In an attempt to follow best practices for model deployment, MLOps principles were considered. In that regard, special attention was paid to the following aspects:
Automation: Automation is one of the keys of MLOps. It involves avoiding manual interventions in the deployment and operation processes as much as possible. This not only speeds up workflows but also reduces the risk of human error and enhances consistency across different environments.
Version control: Code has been versioned using a Git versioning system. This enables greater control over changes and the ability to track and roll back to specific versions if necessary, enhancing the manageability and security of codebases.
Continuous training: Given that new data are being created every day, the model might no longer act as expected.
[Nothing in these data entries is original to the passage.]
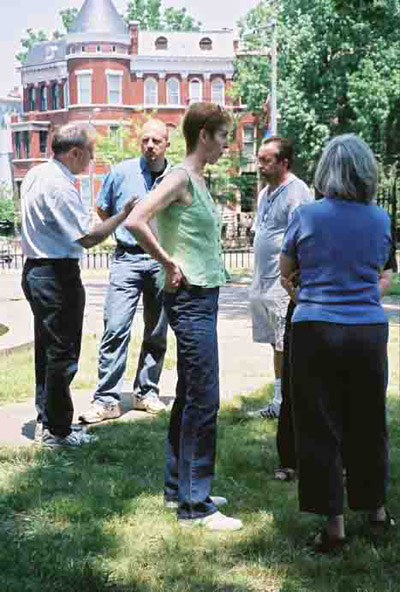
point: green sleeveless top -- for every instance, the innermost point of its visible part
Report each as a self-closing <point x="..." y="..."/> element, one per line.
<point x="191" y="237"/>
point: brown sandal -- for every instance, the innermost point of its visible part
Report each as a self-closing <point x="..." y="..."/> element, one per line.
<point x="284" y="474"/>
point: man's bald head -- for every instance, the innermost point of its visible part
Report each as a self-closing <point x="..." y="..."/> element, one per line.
<point x="155" y="125"/>
<point x="154" y="143"/>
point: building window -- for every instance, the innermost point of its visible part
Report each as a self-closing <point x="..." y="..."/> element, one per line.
<point x="195" y="91"/>
<point x="66" y="94"/>
<point x="161" y="43"/>
<point x="150" y="91"/>
<point x="84" y="79"/>
<point x="43" y="98"/>
<point x="205" y="43"/>
<point x="43" y="141"/>
<point x="17" y="137"/>
<point x="114" y="87"/>
<point x="31" y="99"/>
<point x="25" y="137"/>
<point x="55" y="96"/>
<point x="218" y="91"/>
<point x="249" y="144"/>
<point x="173" y="94"/>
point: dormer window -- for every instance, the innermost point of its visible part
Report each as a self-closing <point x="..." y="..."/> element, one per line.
<point x="161" y="43"/>
<point x="206" y="43"/>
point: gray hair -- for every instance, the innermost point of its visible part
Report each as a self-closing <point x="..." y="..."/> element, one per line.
<point x="347" y="169"/>
<point x="72" y="135"/>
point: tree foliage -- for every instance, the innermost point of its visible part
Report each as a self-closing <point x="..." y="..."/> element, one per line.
<point x="338" y="72"/>
<point x="152" y="16"/>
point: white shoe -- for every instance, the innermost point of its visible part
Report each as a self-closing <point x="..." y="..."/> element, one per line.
<point x="150" y="404"/>
<point x="99" y="411"/>
<point x="271" y="411"/>
<point x="215" y="522"/>
<point x="217" y="500"/>
<point x="74" y="439"/>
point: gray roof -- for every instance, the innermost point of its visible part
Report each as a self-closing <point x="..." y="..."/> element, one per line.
<point x="46" y="53"/>
<point x="98" y="16"/>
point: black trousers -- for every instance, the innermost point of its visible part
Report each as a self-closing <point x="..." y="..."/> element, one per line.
<point x="285" y="441"/>
<point x="55" y="293"/>
<point x="338" y="385"/>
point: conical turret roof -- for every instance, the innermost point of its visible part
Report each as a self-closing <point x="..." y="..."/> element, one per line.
<point x="98" y="16"/>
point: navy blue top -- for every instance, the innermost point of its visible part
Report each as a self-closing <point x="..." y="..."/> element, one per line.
<point x="126" y="179"/>
<point x="341" y="248"/>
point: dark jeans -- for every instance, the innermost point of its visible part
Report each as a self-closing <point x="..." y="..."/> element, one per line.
<point x="338" y="385"/>
<point x="132" y="275"/>
<point x="285" y="440"/>
<point x="55" y="293"/>
<point x="191" y="443"/>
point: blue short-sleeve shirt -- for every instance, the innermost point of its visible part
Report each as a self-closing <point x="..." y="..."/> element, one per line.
<point x="127" y="179"/>
<point x="341" y="248"/>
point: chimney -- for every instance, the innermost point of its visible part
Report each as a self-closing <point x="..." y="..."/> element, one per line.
<point x="134" y="34"/>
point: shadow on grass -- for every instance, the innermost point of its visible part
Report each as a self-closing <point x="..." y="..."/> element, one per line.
<point x="93" y="520"/>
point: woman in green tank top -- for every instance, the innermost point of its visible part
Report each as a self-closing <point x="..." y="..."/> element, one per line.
<point x="188" y="247"/>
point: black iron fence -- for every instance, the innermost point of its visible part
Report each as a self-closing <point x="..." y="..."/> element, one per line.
<point x="11" y="257"/>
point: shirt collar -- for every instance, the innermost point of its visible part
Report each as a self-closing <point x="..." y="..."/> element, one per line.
<point x="64" y="169"/>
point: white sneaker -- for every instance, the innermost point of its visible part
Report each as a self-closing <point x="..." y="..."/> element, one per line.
<point x="99" y="411"/>
<point x="271" y="411"/>
<point x="217" y="500"/>
<point x="150" y="404"/>
<point x="215" y="522"/>
<point x="75" y="438"/>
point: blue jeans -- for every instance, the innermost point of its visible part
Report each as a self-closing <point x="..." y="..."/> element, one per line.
<point x="191" y="443"/>
<point x="130" y="276"/>
<point x="55" y="293"/>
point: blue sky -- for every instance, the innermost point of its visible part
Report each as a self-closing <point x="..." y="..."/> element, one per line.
<point x="18" y="15"/>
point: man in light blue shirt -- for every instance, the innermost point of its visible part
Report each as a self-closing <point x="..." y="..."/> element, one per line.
<point x="133" y="273"/>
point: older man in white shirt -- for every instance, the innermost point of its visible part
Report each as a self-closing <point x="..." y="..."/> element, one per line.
<point x="54" y="231"/>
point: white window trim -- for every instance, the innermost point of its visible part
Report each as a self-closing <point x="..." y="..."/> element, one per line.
<point x="84" y="73"/>
<point x="114" y="73"/>
<point x="191" y="99"/>
<point x="155" y="103"/>
<point x="218" y="79"/>
<point x="174" y="78"/>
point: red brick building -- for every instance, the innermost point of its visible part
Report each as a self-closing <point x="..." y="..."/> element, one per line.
<point x="109" y="73"/>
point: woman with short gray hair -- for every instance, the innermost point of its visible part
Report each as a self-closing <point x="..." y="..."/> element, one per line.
<point x="339" y="246"/>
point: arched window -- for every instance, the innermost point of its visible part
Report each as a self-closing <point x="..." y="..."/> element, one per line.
<point x="218" y="91"/>
<point x="150" y="91"/>
<point x="161" y="43"/>
<point x="55" y="96"/>
<point x="173" y="94"/>
<point x="195" y="91"/>
<point x="205" y="43"/>
<point x="32" y="98"/>
<point x="43" y="98"/>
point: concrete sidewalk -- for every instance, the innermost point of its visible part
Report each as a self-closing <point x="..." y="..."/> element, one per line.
<point x="244" y="365"/>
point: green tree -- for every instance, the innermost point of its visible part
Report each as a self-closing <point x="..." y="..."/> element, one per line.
<point x="68" y="15"/>
<point x="151" y="16"/>
<point x="177" y="19"/>
<point x="30" y="39"/>
<point x="338" y="71"/>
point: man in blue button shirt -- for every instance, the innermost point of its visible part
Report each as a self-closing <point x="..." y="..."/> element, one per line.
<point x="132" y="274"/>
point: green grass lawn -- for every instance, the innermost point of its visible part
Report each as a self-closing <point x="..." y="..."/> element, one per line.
<point x="93" y="520"/>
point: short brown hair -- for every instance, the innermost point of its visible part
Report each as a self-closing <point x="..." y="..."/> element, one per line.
<point x="208" y="116"/>
<point x="285" y="148"/>
<point x="72" y="135"/>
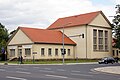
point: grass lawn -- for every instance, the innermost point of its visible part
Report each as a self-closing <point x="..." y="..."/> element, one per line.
<point x="51" y="61"/>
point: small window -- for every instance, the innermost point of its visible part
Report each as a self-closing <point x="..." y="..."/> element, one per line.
<point x="42" y="52"/>
<point x="113" y="52"/>
<point x="68" y="52"/>
<point x="49" y="52"/>
<point x="56" y="52"/>
<point x="117" y="52"/>
<point x="28" y="52"/>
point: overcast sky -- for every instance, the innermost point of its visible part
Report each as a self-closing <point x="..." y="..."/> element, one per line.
<point x="42" y="13"/>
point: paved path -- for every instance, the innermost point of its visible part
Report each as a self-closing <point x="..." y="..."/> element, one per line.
<point x="109" y="69"/>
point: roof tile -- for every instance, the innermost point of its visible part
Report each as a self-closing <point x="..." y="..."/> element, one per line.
<point x="74" y="20"/>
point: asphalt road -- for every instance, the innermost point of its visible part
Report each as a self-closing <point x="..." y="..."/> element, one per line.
<point x="55" y="72"/>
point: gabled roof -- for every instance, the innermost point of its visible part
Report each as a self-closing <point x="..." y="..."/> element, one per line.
<point x="46" y="36"/>
<point x="76" y="20"/>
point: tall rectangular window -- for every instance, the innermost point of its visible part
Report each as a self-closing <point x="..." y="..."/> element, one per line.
<point x="28" y="52"/>
<point x="94" y="39"/>
<point x="42" y="52"/>
<point x="56" y="52"/>
<point x="12" y="52"/>
<point x="68" y="52"/>
<point x="49" y="52"/>
<point x="106" y="40"/>
<point x="100" y="40"/>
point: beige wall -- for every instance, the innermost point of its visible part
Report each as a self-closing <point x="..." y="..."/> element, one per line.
<point x="37" y="48"/>
<point x="72" y="32"/>
<point x="115" y="52"/>
<point x="99" y="54"/>
<point x="20" y="38"/>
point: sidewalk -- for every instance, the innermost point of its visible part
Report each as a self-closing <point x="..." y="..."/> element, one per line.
<point x="111" y="69"/>
<point x="52" y="64"/>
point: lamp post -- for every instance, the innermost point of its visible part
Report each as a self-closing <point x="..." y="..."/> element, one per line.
<point x="63" y="46"/>
<point x="63" y="50"/>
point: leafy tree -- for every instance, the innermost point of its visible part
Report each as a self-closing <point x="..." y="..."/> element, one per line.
<point x="116" y="26"/>
<point x="4" y="36"/>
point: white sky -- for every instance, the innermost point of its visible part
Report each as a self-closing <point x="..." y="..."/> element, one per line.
<point x="42" y="13"/>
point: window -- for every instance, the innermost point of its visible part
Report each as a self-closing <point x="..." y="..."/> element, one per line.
<point x="12" y="52"/>
<point x="117" y="52"/>
<point x="106" y="40"/>
<point x="42" y="52"/>
<point x="113" y="52"/>
<point x="94" y="39"/>
<point x="68" y="52"/>
<point x="49" y="52"/>
<point x="28" y="52"/>
<point x="56" y="52"/>
<point x="100" y="40"/>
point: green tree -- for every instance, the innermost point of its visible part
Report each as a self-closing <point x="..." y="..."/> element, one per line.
<point x="116" y="26"/>
<point x="4" y="36"/>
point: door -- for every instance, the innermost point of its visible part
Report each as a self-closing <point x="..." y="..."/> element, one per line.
<point x="19" y="52"/>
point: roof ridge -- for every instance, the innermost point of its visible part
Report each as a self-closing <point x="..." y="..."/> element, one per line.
<point x="81" y="14"/>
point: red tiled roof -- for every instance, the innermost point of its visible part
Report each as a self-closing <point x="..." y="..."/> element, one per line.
<point x="46" y="36"/>
<point x="74" y="20"/>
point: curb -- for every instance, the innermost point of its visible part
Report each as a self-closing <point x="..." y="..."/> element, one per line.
<point x="111" y="69"/>
<point x="51" y="64"/>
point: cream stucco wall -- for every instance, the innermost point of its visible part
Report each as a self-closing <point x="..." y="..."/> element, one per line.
<point x="116" y="52"/>
<point x="21" y="41"/>
<point x="73" y="33"/>
<point x="98" y="54"/>
<point x="20" y="38"/>
<point x="37" y="48"/>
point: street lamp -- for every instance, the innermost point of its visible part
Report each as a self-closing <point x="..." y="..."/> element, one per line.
<point x="63" y="50"/>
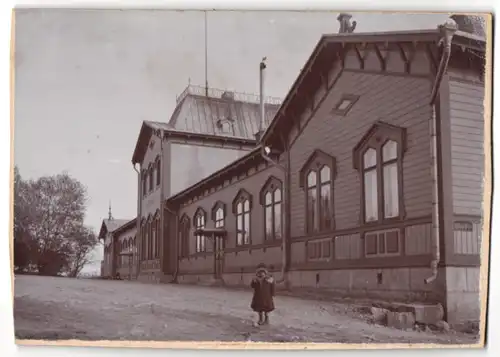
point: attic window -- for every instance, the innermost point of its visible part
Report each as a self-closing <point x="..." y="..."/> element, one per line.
<point x="345" y="104"/>
<point x="225" y="126"/>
In that regard, the system can improve over time by retraining; this way, potential drift on data can be tackled without major consequences.
Infrastructure as a code: For the sake of reproducibility, the deployment of the infrastructure has avoided manual configuration steps as much as possible. This has been possible by using docker containers that enable defining the configurations and software requirements through code, which should be preferred over manual steps written on the documentation.
Scalability: Scalability has been ensured by using elastic solutions such as cloud–based databases and storage, which can dynamically adjust to the load demands. This is advantageous even if the current model size and data volume are modest, as it prepares the system for future growth without requiring re–engineering. This approach ensures that the infrastructure can handle increases in data input and user demand smoothly, facilitating a seamless scaling–up process when needed.
In addition, some human–centred considerations have been taken into account in order to ensure a conflict–less integration of the system in the plant. In that regard, the following considerations have been taken:
Minimizing operator overhead: An attempt to require minimal intervention from the operator has been made to avoid solutions that would cause more effort than relief. Nevertheless, it must be kept in mind that, before the deployment of the platform, no warning was given by the cutting system; it would work until failure, leading to a stoppage of the cutting process.
Transparency/Understandability: The models have been designed to be as interpretable as possible, favouring simple–to–understand models over complex black boxes. This approach helps operators understand and validate the outputs, increasing the confidence when using the system.
Engagement and feedback loops: Specific HMI’s have been installed to provide the operator a means to retrain the algorithms by providing feedback.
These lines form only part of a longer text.